This weekend I presented an introduction to Agile Data Warehouse Design for SQL Saturday #223 in Oklahoma City, OK. It was a fun talk for a great crowd. At the end, my friend Kristin Ferrier (blog:twitter) asked a great question:
“What is the expected deliverable from an Agile data warehouse sprint?”
I love this question. It’s a bit embarrassing to admit that I’ve had a lot of trouble reworking my thought process to fully embrace using Agile methodologies in my data warehouse design. Before I get to the answer, let’s step back and look at the question some more. This question goes to the heart of one of the key principles behind the Agile Manifesto:
“Deliver working software frequently, from a couple of weeks to a couple of months, with a preference to the shorter timescale.”
My view is the ideal iteration for a data warehouse design sprint should be 1-3 weeks that combine Agile Dimensional Modeling, ETL, BI Prototyping and finally Review and Release. But release of what? I admitted earlier that I have had some trouble fully embracing the Agile mindset. As a database guy, I love a well-designed schema. It’s SO easy for me to get caught up in the “Agile Dimensional Modeling” step and lose track of the rest.
My first answer to Kristin’s question was that the “working software” we deliver at the end of the sprint is a star schema. Even as I said this I knew I’d gone wrong. Is a star schema “working software?” Does it deliver value to the business? No. It’s a part, but not the whole of what we aim to deliver. The true goal of an Agile DW sprint should be to deliver to the business the ability to answer a question. Ideally we give them a way to answer a question that they couldn’t even ask before. In my world that means we create a star schema focused on one (and ONLY one) business event, an ETL (Extract Transform and Load) process to load data and visual analytics (with Tableau) to understand data.
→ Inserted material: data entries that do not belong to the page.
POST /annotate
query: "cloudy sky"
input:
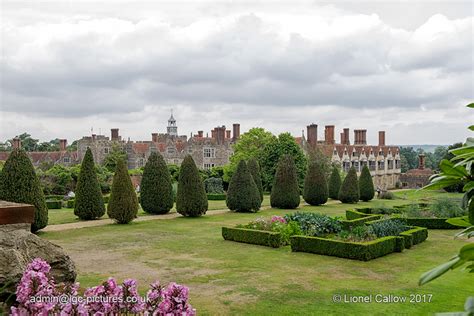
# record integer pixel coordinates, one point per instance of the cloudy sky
(401, 66)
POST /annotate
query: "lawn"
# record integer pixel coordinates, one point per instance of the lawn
(233, 278)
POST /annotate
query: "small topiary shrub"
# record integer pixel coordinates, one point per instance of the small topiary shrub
(366, 185)
(191, 199)
(123, 204)
(156, 190)
(315, 190)
(89, 202)
(285, 191)
(334, 184)
(19, 183)
(243, 194)
(349, 192)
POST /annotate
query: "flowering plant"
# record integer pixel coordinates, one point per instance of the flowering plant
(37, 294)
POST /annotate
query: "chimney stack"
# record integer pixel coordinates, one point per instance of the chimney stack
(236, 131)
(381, 138)
(114, 134)
(62, 144)
(16, 143)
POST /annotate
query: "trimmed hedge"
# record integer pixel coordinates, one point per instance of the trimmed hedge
(54, 204)
(216, 197)
(363, 251)
(252, 236)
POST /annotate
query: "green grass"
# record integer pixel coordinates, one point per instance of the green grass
(241, 279)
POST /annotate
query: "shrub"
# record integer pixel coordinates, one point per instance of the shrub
(156, 190)
(19, 183)
(191, 199)
(366, 185)
(334, 184)
(254, 169)
(285, 191)
(315, 190)
(214, 185)
(89, 202)
(243, 194)
(349, 192)
(123, 204)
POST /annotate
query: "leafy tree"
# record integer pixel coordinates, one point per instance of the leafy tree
(89, 202)
(19, 183)
(254, 169)
(334, 183)
(315, 185)
(285, 144)
(156, 191)
(285, 190)
(123, 202)
(191, 199)
(243, 194)
(349, 192)
(366, 185)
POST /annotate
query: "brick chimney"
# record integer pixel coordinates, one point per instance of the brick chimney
(381, 138)
(16, 143)
(236, 131)
(114, 134)
(329, 134)
(62, 144)
(312, 134)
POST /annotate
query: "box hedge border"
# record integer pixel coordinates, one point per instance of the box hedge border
(252, 236)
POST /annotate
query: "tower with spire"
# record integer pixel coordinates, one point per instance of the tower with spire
(172, 129)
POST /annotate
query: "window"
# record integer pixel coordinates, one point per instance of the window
(209, 152)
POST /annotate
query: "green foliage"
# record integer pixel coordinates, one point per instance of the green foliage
(89, 203)
(254, 169)
(366, 185)
(123, 203)
(315, 190)
(19, 183)
(156, 190)
(243, 194)
(191, 199)
(285, 191)
(349, 192)
(334, 184)
(360, 251)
(Note: as we move forward in our dw design we can begin to answer questions that cross lines of business and/or involve multiple business events.)
As we learn to embrace Agile methodologies in our data warehouse designs, we must constantly remind ourselves that people don’t care about the schema. People care about the questions they can ask of the data and the answers they can get.
It’s our job to make that happen.